SEYİR HALİ

Ali Çağatay: Altın, savaşın ya da gerilimin yükseldiği zamanlarda yükselir

Altın, tarihi zirvenin ardından sert düşüş yaşadı.
Sitede oku
Altın fiyatları, Pazartesi günü ons başına 4 bin 382 dolarla rekor kırdıktan sonra bugün yüzde 6’yı aşan değer kaybıyla son 12 yılın en sert günlük düşüşünü yaşadı. Analistlere göre satışları, Çin-ABD ticaret görüşmelerindeki iyimserlik, güçlenen dolar ve Hindistan’daki mevsimsel talebin sona ermesi tetikledi.
Gazeteci Ali Çağatay, Radyo Sputnik'te yayınlanan Seyir Hali programında altında yaşanan düşüş hakkında konuştu.
Çağatay, altında yaşanan düşüşün nedenlerine ve Türkiye ekonomisinin faiz politikalarına dair şu tespitleri paylaştı:

Türk medyasındaki analistlerin altın düşüşünü Merkez bankalarının altın satmaya başlamasıyla izah etmelerine lütfen aldanmayınız, inanmayınız. Türkiye Cumhuriyeti Merkez Bankası altın satmıyor. Dünyada da 1-2 merkez bankası dışında hiçbir majör merkez bankası altın satmıyor, herkes alıyor. Herkesin aldığı bir yerde altın fiyatlarının normalde yükselmesi lazım, ama düşüyor. Sebepleri var: Bir defa güçlü bir Amerikan doları var. Dolar, altından daha güvenli bir liman olduğu için altından çıkıp dolara gidenler var. İkinci faktör, risk iştahının artması ve jeopolitik bir rahatlama. Savaşsız bir dünya olduğu için altın fiyatları düşüyor. Altın, savaşın ya da gerilimin yükseldiği zamanlarda yükselir. Kar satışı da var; 4 bin 300 dolara çıkan altının roketle aya kadar çıkacak hali yoktu, karı cebine koymak için altın satmaya başlandı. Enflasyon da dünya genelinde soğuyor, Amerika'da 2025 yılı itibarıyla 2.4'e kadar düştü.

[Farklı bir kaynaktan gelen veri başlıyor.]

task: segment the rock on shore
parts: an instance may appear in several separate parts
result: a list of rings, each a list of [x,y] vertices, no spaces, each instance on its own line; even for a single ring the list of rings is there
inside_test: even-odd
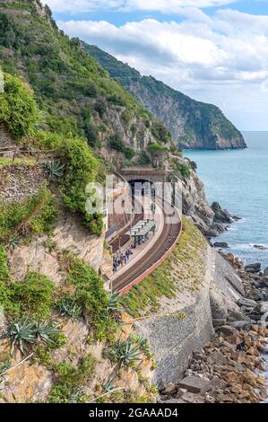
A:
[[[240,311],[215,327],[216,335],[194,353],[177,383],[160,391],[160,402],[257,403],[266,399],[265,363],[268,329],[262,322],[268,312],[268,268],[244,267],[232,254],[222,256],[243,281],[245,297]]]

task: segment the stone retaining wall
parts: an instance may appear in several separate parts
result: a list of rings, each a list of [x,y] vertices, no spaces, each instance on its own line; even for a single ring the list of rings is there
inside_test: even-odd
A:
[[[46,180],[42,165],[0,166],[0,201],[20,202],[36,195]]]
[[[0,122],[0,149],[13,146],[14,142],[13,141],[4,123]]]
[[[217,293],[217,306],[224,310],[225,318],[229,312],[238,312],[236,301],[244,295],[244,289],[236,271],[210,246],[203,259],[206,273],[200,275],[199,291],[180,290],[176,298],[163,302],[159,312],[163,312],[163,316],[136,322],[136,330],[148,339],[155,356],[158,367],[154,382],[160,389],[169,382],[177,382],[187,368],[193,352],[212,338],[212,322],[218,318],[212,307],[213,293]],[[194,258],[192,265],[195,267]],[[170,274],[173,269],[170,268]],[[176,315],[177,312],[185,312],[186,318],[179,319]]]

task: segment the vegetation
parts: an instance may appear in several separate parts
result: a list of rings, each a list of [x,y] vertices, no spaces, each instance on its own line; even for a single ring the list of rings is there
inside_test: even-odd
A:
[[[0,242],[8,242],[16,234],[49,233],[57,215],[54,196],[45,186],[39,194],[24,202],[0,205]]]
[[[96,360],[91,355],[81,359],[78,366],[73,366],[66,361],[55,365],[56,382],[53,385],[48,400],[51,403],[73,403],[82,401],[81,385],[92,379],[95,374]]]
[[[7,329],[7,338],[12,348],[18,347],[24,355],[33,345],[54,343],[54,336],[59,331],[52,322],[32,322],[24,318],[13,322]]]
[[[109,138],[108,145],[111,149],[123,153],[128,160],[131,160],[134,155],[135,152],[132,148],[125,146],[123,140],[118,134],[112,135]]]
[[[19,304],[20,313],[45,320],[51,313],[55,285],[42,274],[30,272],[22,283],[10,286],[12,300]]]
[[[84,44],[84,48],[98,60],[111,77],[119,81],[130,92],[135,95],[139,92],[139,100],[146,102],[147,108],[151,108],[155,117],[167,124],[173,133],[173,138],[183,147],[196,145],[200,147],[203,145],[214,148],[217,146],[218,136],[228,141],[238,139],[243,145],[241,134],[218,107],[192,100],[151,76],[142,76],[135,69],[117,60],[96,46]],[[148,103],[148,98],[152,99],[151,105]],[[161,104],[163,100],[165,106],[168,102],[170,104],[169,109],[159,107],[156,110],[155,103]],[[175,113],[175,122],[185,121],[184,127],[180,129],[182,134],[178,134],[177,125],[170,122],[170,113]],[[152,125],[152,133],[158,141],[169,141],[170,137],[169,132],[160,123]],[[232,142],[227,144],[229,147],[231,145]]]
[[[158,168],[161,164],[161,160],[167,154],[168,148],[160,144],[149,144],[147,151],[151,156],[153,166]]]
[[[70,40],[56,28],[48,7],[47,16],[41,16],[27,0],[9,5],[1,2],[0,60],[4,72],[30,81],[43,110],[43,128],[85,137],[95,147],[94,112],[104,119],[108,109],[124,108],[126,124],[134,117],[148,119],[140,102],[108,76],[79,40]],[[13,13],[13,9],[21,13]],[[23,10],[30,14],[25,17]]]
[[[71,296],[60,299],[56,303],[56,309],[62,316],[70,318],[73,321],[78,320],[82,314],[82,309],[75,303]]]
[[[72,297],[75,304],[88,321],[95,337],[99,340],[112,340],[117,335],[117,305],[111,300],[103,286],[103,281],[83,260],[71,254],[65,256],[68,282],[75,286]],[[65,297],[70,300],[70,296]],[[116,309],[115,309],[116,307]]]
[[[99,169],[98,160],[82,139],[67,139],[59,148],[59,155],[65,162],[65,177],[62,179],[63,199],[73,212],[79,213],[85,225],[95,234],[101,234],[102,214],[89,214],[86,203],[91,193],[87,185],[93,182]]]
[[[186,164],[178,162],[176,159],[172,160],[173,174],[179,179],[187,179],[191,174],[192,166],[190,162]]]
[[[119,366],[131,366],[141,360],[141,351],[131,338],[122,340],[118,338],[115,343],[106,348],[103,357],[108,358]]]
[[[1,15],[0,15],[1,22]],[[4,74],[4,92],[0,92],[0,121],[20,141],[31,135],[39,120],[39,110],[30,88],[19,78]]]

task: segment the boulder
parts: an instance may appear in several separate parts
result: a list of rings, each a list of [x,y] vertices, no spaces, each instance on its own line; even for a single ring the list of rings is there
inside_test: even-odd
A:
[[[181,380],[178,384],[178,388],[187,390],[187,391],[194,393],[204,393],[211,389],[212,382],[204,378],[199,376],[190,375]],[[183,397],[183,400],[185,398]]]
[[[268,277],[263,277],[256,284],[256,286],[259,288],[268,287]]]
[[[215,248],[223,248],[223,249],[229,248],[229,244],[226,242],[215,242],[213,246]]]
[[[238,330],[245,330],[246,331],[249,331],[251,328],[251,323],[248,321],[235,321],[234,322],[230,322],[232,327],[235,327]]]
[[[177,387],[173,382],[169,382],[168,387],[162,391],[163,395],[171,396],[176,394],[177,391]]]
[[[230,325],[222,325],[220,328],[220,331],[224,335],[224,336],[232,336],[234,334],[238,335],[238,331],[235,327],[232,327]]]
[[[256,306],[255,300],[246,298],[239,299],[238,304],[239,306],[246,306],[248,308],[255,308]]]
[[[247,294],[247,297],[253,301],[261,301],[264,297],[262,292],[257,289],[252,289]]]
[[[254,264],[249,264],[245,267],[245,270],[248,273],[258,273],[261,271],[262,264],[260,262],[255,262]]]
[[[212,205],[212,209],[215,213],[215,223],[233,223],[234,219],[231,215],[226,209],[222,209],[219,202],[213,202]]]
[[[268,248],[267,246],[264,246],[264,245],[253,245],[254,248],[255,249],[259,249],[260,251],[267,251]]]
[[[260,302],[256,306],[256,312],[262,314],[268,312],[268,303]]]

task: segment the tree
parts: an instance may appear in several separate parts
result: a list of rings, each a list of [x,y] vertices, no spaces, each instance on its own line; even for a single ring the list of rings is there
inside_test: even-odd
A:
[[[147,151],[151,155],[153,167],[158,168],[160,166],[165,155],[167,155],[168,148],[159,144],[149,144]]]
[[[11,136],[20,141],[32,135],[39,119],[39,111],[31,92],[21,79],[4,74],[4,92],[0,93],[0,121],[6,125]]]

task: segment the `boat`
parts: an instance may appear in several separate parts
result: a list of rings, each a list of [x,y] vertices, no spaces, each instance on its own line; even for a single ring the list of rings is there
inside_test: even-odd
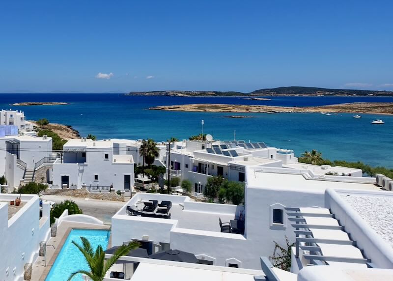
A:
[[[380,119],[377,119],[372,121],[371,124],[385,124],[385,122]]]

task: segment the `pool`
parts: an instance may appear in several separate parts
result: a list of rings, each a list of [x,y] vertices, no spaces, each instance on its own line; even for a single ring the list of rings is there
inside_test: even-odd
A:
[[[82,245],[80,237],[88,239],[93,251],[98,245],[105,250],[109,240],[110,231],[105,229],[72,229],[65,240],[45,281],[66,281],[70,275],[83,269],[90,271],[83,254],[71,242]],[[82,275],[74,276],[72,281],[83,281]]]

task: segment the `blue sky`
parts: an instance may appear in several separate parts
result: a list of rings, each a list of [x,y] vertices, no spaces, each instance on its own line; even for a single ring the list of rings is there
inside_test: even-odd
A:
[[[3,1],[0,92],[393,90],[391,1]]]

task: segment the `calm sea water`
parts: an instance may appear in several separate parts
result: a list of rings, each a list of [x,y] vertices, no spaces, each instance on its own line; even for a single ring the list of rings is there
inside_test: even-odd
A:
[[[319,106],[347,102],[393,102],[393,97],[273,97],[270,101],[239,97],[126,96],[117,94],[1,94],[0,109],[23,110],[28,119],[47,118],[51,122],[71,125],[82,136],[99,139],[170,137],[179,139],[204,132],[215,139],[263,141],[268,145],[295,150],[317,149],[331,159],[361,161],[393,167],[393,116],[362,114],[327,116],[319,113],[247,113],[250,118],[225,117],[231,113],[151,111],[149,107],[190,103]],[[55,106],[11,106],[18,102],[67,102]],[[244,113],[243,113],[244,114]],[[240,113],[239,115],[242,115]],[[382,119],[385,124],[370,122]]]

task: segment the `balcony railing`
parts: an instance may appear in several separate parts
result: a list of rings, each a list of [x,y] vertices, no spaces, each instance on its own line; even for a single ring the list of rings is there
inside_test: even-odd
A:
[[[168,173],[168,169],[167,168],[167,173]],[[169,173],[170,175],[179,176],[181,175],[181,170],[172,170],[170,169]]]

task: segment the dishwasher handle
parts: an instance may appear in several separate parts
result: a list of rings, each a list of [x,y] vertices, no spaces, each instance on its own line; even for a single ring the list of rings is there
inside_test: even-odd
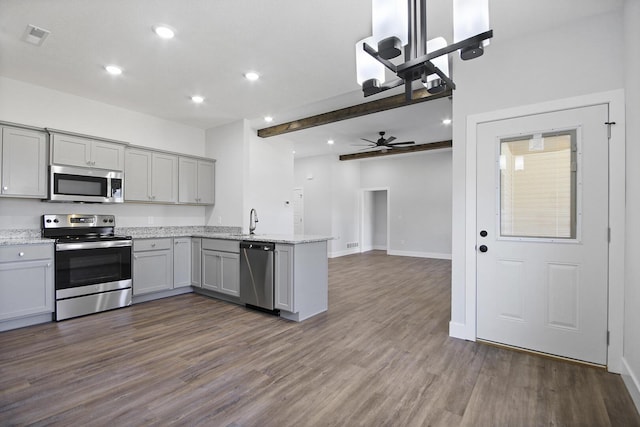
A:
[[[240,242],[240,249],[253,249],[257,251],[275,251],[276,244],[269,243],[269,242],[242,241]]]

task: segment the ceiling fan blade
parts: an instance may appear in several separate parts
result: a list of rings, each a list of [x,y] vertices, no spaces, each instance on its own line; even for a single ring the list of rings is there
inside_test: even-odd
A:
[[[415,144],[415,141],[405,141],[405,142],[394,142],[393,144],[385,144],[389,147],[397,147],[399,145],[411,145]]]

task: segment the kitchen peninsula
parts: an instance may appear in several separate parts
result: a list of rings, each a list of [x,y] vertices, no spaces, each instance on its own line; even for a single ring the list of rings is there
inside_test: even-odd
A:
[[[118,232],[133,237],[134,258],[136,247],[142,242],[156,241],[156,248],[163,248],[167,247],[166,239],[173,239],[174,257],[175,251],[184,250],[190,243],[191,289],[234,303],[240,303],[240,242],[274,243],[274,307],[280,310],[280,316],[300,322],[327,311],[327,241],[330,237],[242,234],[237,228],[221,227],[133,227],[120,228]],[[135,265],[136,259],[133,276],[134,303],[154,296],[153,293],[150,293],[149,297],[143,294],[136,295]],[[174,285],[180,282],[179,279],[175,279],[179,275],[174,268]],[[138,283],[140,281],[138,280]],[[154,283],[157,282],[157,279],[154,280]]]
[[[275,244],[274,306],[281,317],[300,322],[328,309],[327,241],[330,237],[248,235],[241,234],[237,227],[205,226],[118,227],[117,233],[133,237],[134,304],[187,292],[240,304],[239,244],[252,241]],[[39,230],[0,231],[3,255],[0,264],[7,268],[13,265],[10,262],[30,259],[34,248],[46,252],[41,261],[41,270],[46,274],[34,276],[46,280],[14,289],[18,293],[20,289],[28,290],[29,295],[14,292],[15,299],[28,306],[27,300],[35,298],[32,305],[37,305],[37,310],[25,306],[25,310],[17,311],[11,307],[11,313],[0,313],[0,330],[51,320],[53,245],[50,239],[38,234]],[[11,274],[9,269],[1,270]],[[8,310],[9,306],[5,308]],[[34,316],[35,313],[38,316]]]

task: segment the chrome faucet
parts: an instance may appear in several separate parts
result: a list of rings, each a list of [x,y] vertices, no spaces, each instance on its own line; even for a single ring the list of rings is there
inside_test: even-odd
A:
[[[258,212],[255,209],[251,209],[249,212],[249,234],[254,234],[256,231],[256,223],[258,222]]]

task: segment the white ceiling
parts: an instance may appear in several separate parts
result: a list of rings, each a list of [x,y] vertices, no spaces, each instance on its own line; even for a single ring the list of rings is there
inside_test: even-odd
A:
[[[429,38],[451,40],[451,3],[428,1]],[[494,40],[622,3],[490,0]],[[369,100],[355,82],[354,45],[370,35],[370,16],[370,0],[0,0],[0,75],[203,129],[243,118],[259,128],[265,115],[276,124]],[[176,37],[159,39],[151,30],[158,23]],[[28,24],[51,31],[42,46],[21,40]],[[109,63],[124,73],[108,75]],[[262,78],[246,81],[249,70]],[[193,104],[194,94],[205,102]],[[344,152],[343,141],[350,147],[381,130],[399,140],[441,139],[450,101],[419,105],[286,137],[297,155]],[[327,151],[329,134],[337,144]]]

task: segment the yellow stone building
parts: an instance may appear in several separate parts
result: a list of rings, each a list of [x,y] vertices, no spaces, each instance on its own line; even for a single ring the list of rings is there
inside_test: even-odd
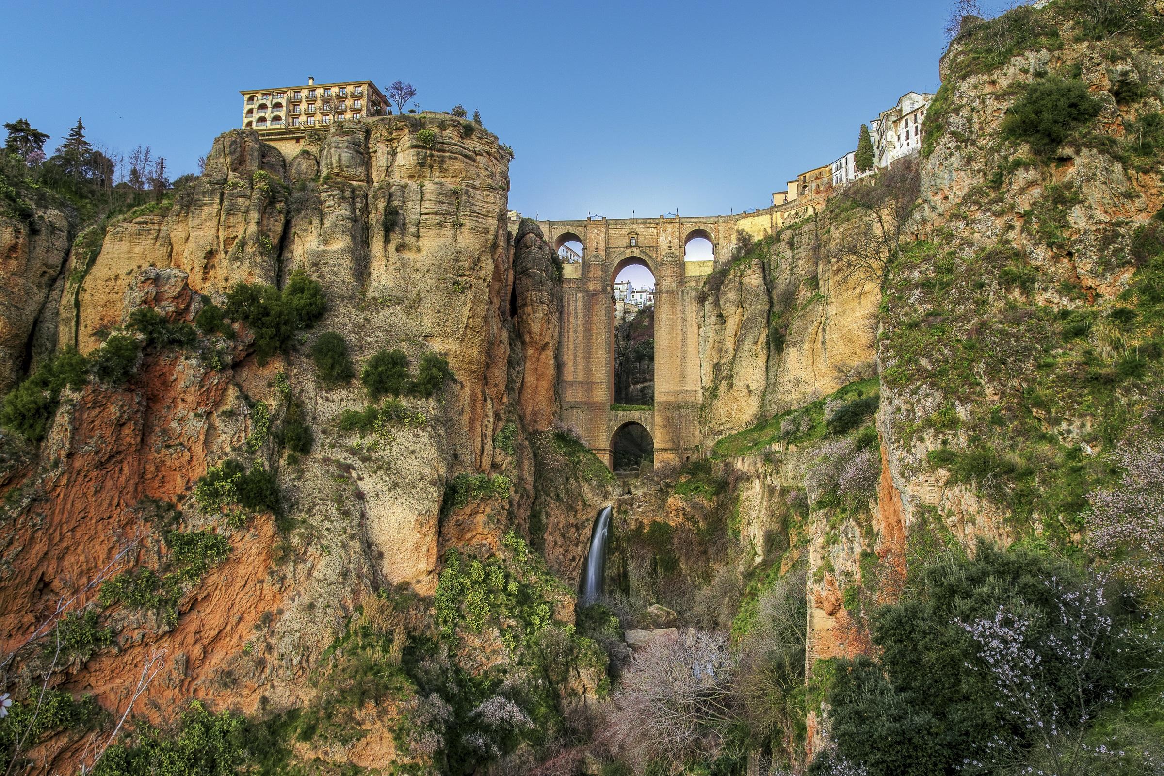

Dünya Altın Konseyi verilerine göre, merkez bankalarının yüzde 95'i altın rezervlerini artırmayı planlıyor. 2025 yılında net alım 900 tona ulaşacak. Merkez Bankası da altın satmadı, tam tersine alım yapıyor. 2025'in ilk yarısında rezervlerimiz 623 tondan 634 tona yükseldi, bu yıl içinde 11 ton net alımı var. Piyasadaki "kendi muhasebesini tutamayacak" aklı evvel yatırımcılara sakın aldanmayın. Yatırım tavsiyesi olmamakla birlikte, altın 4 bin dolara indiği andan itibaren alım noktası olarak görülebiliyor.

Çağatay, sözlerini şöyle sürdürdü:
Türkiye, yüksek faiz veren ülkelerden biri, Arjantin gibi birkaç arızalı ülkeyi saymazsak en yüksek faizi biz veriyoruz. Eli zengin ediyoruz yani el alemi, ecnebileri, küffarı zengin eden ülkeyiz biz. Bugün itibarıyla Türkiye artık stopaj dahil edildiğinde reel faizin sıfıra indiği bir ülke haline geldi. Reel faizin sıfıra inmesi, yabancının artık gelmeyeceği, sıcak paranın artık eskisi kadar iştahlı biçimde gelmeyeceği demek. Eğer enflasyonun altında, enflasyona paralel bir faiz vermeye devam edilirse yabancı artık gelmez. Yabancı şuna bakıyor: Dolar bazında kazanır mıyım? Artık kazanamaz. Böylece Mehmet Şimşek için acı ve üzücü haberi vermiş olduk. Bu durumda yapması gereken şey, sıcak para yerine doğrudan yatırımı teşvik etmek. Doğrudan yatırımın gelebilmesi için gerekli şartlar basit: Ülkede kurallar değişmezse doğrudan yatırım gelir. Türkiye'de de maalesef kurallar çok sık değiştiği için gelmeyecekler. Sıcak para yok, soğuk para yok. Greenfield yatırım yok, hiçbir şey yok. El elde, baş baştayız.